Loma arriba, con tantas sonrisas, con tal ligereza, sin reparar en el fango rojizo que a casi todos les pintó los zapatos horas antes pulidos, parecía que se burlaban de la gravedad para conquistar el cielo, en busca de la escuela primaria Manuel Fajardo, asentada sobre la meseta cafetalera de Los Llanos, en Maisí.
Vaya ingenuidad del observador, ver los mejores frutos de estos parajes en los racimos copiosos de granos maduros, que cuelgan de los cafetos como aretes de oro; o creer que lo más bello de aquí son las polimitas, que colorean el paisaje.
Niños y niñas como Andrea Navarro Matos, de nueve años, y estudiantes del tercer grado en la comunidad de Los Llanos, extremo oriental de Cuba; regresaron a sus escuelas con sus mochilas repletas de libros, «que parecen nuevos aunque no lo son, pero los forré toditos».
Y volvieron a las aulas cargados de anécdotas. Andrea dice que llevó tres flores: «para Martí y mis seños, Idalia Pelier Ortiz y Ana Elia Díaz Cantillo».
«Y a mis amiguitos, Yenia, Katherin, Yoán y Nikel, que no los veía desde marzo, porque viven lejos de mi casa, los extrañé todos los días y se los dije. Fue emocionante cuando los vi».
–Seguro que a cada uno le diste un abrazo y un beso –le pregunté. Entonces la niña cortó mi fingida suposición. «¿Usted no sabe que eso no debemos hacerlo, para evitar el coronavirus?

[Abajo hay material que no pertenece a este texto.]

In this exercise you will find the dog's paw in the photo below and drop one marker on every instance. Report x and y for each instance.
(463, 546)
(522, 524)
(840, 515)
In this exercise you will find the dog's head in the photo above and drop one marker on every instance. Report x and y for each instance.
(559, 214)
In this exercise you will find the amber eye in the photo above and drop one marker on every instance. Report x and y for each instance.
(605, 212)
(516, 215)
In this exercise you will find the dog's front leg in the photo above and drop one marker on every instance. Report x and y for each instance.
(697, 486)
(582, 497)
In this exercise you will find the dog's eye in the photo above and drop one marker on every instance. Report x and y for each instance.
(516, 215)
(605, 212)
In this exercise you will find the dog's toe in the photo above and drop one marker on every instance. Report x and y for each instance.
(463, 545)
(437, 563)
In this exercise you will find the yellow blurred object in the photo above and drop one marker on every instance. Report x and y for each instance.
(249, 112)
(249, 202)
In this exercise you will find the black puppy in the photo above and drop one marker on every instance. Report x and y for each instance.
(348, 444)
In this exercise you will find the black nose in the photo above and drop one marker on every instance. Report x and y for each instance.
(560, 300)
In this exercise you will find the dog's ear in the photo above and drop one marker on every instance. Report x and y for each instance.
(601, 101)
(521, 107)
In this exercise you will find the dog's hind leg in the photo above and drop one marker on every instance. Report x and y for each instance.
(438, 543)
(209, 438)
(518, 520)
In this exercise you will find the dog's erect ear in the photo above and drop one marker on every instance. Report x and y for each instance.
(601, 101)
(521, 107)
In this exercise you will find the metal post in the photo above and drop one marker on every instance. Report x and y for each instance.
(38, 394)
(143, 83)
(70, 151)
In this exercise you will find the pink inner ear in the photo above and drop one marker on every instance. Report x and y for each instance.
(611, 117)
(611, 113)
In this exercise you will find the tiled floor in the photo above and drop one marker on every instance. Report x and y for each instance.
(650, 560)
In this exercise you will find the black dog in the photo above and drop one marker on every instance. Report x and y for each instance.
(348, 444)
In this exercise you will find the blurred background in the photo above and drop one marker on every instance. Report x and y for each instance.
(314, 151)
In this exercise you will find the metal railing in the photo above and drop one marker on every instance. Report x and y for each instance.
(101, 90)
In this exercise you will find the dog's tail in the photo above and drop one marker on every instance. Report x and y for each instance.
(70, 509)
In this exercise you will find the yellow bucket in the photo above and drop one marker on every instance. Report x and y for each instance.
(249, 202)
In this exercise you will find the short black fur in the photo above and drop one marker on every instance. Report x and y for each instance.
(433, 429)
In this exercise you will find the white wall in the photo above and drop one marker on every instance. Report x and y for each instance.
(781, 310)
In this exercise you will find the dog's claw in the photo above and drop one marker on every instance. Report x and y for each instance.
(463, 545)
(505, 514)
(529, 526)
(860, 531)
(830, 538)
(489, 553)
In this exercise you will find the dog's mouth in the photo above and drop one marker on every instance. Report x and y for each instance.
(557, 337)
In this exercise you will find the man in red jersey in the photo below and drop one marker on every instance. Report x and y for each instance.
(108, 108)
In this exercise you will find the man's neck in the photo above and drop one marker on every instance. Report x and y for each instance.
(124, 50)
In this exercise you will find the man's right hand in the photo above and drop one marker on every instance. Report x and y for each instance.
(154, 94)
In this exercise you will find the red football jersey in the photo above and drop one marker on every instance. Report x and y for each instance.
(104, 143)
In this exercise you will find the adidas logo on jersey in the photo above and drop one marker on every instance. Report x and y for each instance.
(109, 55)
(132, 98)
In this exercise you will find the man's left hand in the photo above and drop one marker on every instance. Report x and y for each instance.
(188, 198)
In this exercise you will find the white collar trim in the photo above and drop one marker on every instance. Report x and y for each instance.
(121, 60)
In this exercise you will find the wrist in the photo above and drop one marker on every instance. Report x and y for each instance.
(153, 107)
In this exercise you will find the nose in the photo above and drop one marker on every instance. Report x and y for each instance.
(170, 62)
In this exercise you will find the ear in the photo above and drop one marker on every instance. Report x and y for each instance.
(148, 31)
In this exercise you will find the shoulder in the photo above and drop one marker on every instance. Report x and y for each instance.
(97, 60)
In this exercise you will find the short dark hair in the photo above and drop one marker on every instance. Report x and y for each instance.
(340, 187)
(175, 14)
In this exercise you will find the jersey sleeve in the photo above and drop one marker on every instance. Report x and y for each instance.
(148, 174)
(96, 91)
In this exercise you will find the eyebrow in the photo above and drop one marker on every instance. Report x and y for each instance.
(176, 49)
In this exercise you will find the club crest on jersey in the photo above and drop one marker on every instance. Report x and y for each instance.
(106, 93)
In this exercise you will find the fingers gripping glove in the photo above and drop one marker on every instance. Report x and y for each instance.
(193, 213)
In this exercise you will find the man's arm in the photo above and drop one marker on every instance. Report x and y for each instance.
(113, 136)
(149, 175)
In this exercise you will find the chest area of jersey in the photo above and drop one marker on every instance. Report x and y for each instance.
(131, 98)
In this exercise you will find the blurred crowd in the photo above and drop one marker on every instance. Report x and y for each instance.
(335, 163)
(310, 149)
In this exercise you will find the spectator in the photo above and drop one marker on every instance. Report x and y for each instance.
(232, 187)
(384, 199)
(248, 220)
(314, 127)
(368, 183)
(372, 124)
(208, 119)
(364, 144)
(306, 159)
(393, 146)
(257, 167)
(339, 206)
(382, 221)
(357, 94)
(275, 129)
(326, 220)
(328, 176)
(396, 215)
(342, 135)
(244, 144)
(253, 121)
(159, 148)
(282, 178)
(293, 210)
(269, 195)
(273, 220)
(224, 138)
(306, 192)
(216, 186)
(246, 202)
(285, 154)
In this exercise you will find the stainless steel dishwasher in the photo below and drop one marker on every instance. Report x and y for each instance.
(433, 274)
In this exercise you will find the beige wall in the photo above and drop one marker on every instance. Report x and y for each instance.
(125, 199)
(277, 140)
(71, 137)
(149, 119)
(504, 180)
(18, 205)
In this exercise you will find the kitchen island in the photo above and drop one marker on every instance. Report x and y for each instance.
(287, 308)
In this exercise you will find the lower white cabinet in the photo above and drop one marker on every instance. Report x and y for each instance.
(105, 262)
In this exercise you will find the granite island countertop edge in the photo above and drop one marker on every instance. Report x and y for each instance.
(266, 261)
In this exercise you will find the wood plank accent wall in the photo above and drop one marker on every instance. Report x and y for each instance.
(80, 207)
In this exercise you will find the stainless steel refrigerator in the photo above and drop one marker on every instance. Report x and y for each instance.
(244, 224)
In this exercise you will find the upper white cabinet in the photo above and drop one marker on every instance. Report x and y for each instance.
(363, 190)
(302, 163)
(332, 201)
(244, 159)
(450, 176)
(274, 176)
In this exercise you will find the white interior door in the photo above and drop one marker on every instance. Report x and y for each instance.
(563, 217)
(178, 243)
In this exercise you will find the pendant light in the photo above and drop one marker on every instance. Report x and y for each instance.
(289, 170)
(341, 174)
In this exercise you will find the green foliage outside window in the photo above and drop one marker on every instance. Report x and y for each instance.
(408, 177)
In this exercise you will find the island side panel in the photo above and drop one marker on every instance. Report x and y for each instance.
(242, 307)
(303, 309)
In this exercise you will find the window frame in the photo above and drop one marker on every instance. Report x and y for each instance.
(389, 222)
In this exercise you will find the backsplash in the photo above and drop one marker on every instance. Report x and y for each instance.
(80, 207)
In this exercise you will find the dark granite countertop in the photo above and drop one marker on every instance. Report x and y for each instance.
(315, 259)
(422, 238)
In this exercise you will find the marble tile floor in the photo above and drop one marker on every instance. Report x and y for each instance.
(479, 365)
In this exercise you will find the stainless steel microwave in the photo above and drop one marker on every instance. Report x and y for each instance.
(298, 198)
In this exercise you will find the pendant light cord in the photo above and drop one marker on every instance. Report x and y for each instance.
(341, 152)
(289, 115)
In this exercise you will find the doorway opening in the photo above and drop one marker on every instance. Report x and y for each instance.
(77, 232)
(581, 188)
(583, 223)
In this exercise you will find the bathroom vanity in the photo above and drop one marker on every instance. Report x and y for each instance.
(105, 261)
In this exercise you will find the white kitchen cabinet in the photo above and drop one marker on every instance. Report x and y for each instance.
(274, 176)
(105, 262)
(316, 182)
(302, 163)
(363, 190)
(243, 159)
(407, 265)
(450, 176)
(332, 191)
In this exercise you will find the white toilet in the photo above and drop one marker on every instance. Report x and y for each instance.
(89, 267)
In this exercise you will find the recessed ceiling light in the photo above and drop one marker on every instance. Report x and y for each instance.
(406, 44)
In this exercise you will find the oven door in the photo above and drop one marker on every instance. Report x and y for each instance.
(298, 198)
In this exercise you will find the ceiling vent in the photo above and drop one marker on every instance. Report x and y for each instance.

«Yo les hice así, mire, como el actor que por las noches, después del noticiero de la televisión, hace una musaraña y dice: “te saludo con el codo; tú bien sabes la razón”... La razón es evitar que nos enfermemos.
«También les conté de las teleclases, del álbum de la Patria, que hice, con los retratos de Martí, Fidel, Celia, y Raúl. Y les hablé de lo triste que me puse cuando pasó la tormenta Laura».
–¿Triste por qué?
«Le tumbó el techo a mi escuela, y entonces yo creí que no íbamos a poder comenzar las clases en septiembre. Pero, ¡a los dos días ya le habían puesto tejas nuevas, y mi escuela quedó más bonita».
Anécdotas así, se cuentan por millones en esta Isla, uno casi revienta de orgullo, aunque a ratos no pueda evitar la nostalgia, cuando la memoria devuelve lo que denunció Fidel en el juicio del Moncada: «a las escuelitas públicas del campo asisten descalzos, semidesnudos y desnutridos, menos de la mitad de los niños en edad escolar… ¿es así como puede hacerse una patria grande?».
Hoy la realidad le quita la interrogación a la frase. Lo confirman los duendecillos que se abren paso entre los trillos húmedos de los cafetales maisienses, como en busca del cielo. Es así como puede hacerse una patria grande.